The researchers discovered that a gene called ZEB2 is activated much earlier in gorillas and chimpanzees than in humans, something that determines changes in the shape of cell development and optimizes the production of a greater number of neurons in the brain. hence our human brain is considerably different in size from other primates.
The key moment is during the early stages of brain development, when neurons are produced by stem cells called neural progenitors. These cells initially have a cylindrical shape that facilitates their division into identical ‘daughter’ cells with the same shape. The more times the neural progenitor cells multiply at this stage, the more neurons there will be later. As cells mature and slow down their multiplication, they elongate, forming a shape like a stretched ice cream cone. Namely, they need to maintain that cylindrical shape for as long as possible to reproduce much better and therefore have a greater number of neurons.

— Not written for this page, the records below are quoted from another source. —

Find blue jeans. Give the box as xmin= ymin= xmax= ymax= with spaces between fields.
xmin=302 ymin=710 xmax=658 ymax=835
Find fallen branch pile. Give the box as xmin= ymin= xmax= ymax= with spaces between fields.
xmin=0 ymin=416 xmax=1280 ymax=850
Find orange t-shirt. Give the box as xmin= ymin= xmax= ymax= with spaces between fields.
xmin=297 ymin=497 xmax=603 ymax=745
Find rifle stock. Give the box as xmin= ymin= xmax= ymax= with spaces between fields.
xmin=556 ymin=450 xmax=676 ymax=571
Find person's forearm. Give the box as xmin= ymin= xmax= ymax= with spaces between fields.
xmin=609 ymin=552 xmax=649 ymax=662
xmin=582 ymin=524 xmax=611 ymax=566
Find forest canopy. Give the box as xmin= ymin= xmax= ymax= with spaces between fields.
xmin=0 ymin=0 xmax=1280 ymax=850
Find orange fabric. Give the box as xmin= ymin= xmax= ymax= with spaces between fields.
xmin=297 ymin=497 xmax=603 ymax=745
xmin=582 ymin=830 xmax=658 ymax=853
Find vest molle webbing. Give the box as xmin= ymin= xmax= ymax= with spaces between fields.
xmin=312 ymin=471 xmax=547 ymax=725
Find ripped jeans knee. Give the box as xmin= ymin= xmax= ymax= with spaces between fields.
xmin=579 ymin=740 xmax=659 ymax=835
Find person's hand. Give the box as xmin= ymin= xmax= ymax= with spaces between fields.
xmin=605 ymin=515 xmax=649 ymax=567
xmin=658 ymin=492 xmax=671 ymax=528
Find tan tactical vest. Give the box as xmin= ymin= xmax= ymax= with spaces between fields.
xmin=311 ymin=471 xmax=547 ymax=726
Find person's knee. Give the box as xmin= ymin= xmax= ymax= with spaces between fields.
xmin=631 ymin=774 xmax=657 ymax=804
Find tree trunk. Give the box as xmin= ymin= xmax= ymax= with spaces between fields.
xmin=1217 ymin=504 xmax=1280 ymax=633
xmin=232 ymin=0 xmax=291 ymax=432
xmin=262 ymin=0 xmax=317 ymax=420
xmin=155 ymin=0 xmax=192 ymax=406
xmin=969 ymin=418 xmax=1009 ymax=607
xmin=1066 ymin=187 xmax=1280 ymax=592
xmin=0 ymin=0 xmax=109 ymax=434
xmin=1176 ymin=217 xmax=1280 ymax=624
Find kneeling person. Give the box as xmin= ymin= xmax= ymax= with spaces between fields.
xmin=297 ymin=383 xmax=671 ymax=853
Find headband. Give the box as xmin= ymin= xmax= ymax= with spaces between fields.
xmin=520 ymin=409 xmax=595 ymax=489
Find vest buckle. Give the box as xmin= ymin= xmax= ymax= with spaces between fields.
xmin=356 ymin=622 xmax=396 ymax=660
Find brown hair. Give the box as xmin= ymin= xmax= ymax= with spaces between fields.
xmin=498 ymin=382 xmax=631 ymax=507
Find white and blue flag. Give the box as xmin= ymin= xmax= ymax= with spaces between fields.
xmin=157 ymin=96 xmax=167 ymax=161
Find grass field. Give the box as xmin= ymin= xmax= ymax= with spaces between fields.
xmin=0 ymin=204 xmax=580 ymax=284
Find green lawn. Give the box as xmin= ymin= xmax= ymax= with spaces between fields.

According to the experiment, in the brain organoids of gorillas and chimpanzees, the process took about five days (in rodents, just a few hours) and in humans, the cycle lasted up to about seven days. Hence, this special configuration is the one that favors the multiplication of the cells responsible for the production of neurons. They have more time to multiply. This could be largely responsible for the roughly three times the number of neurons in human brains compared to gorilla or chimpanzee brains.
“We have found that a delayed change in the shape of cells in the early brain is enough to change the course of development, helping to determine how many neurons are made. It is remarkable that a relatively simple evolutionary change in shape cellular can have such important consequences in the evolution of the brain. I feel like we’ve really learned something fundamental about the questions that have interested me for as long as I can remember: what do we humans do? “Lancaster clarifies.
The researchers note that organoids represent only one model and therefore do not fully replicate real brains, especially mature brain function. But for fundamental questions about our evolution, these brain tissues offer an unprecedented view of key stages of brain development that would be impossible to study otherwise.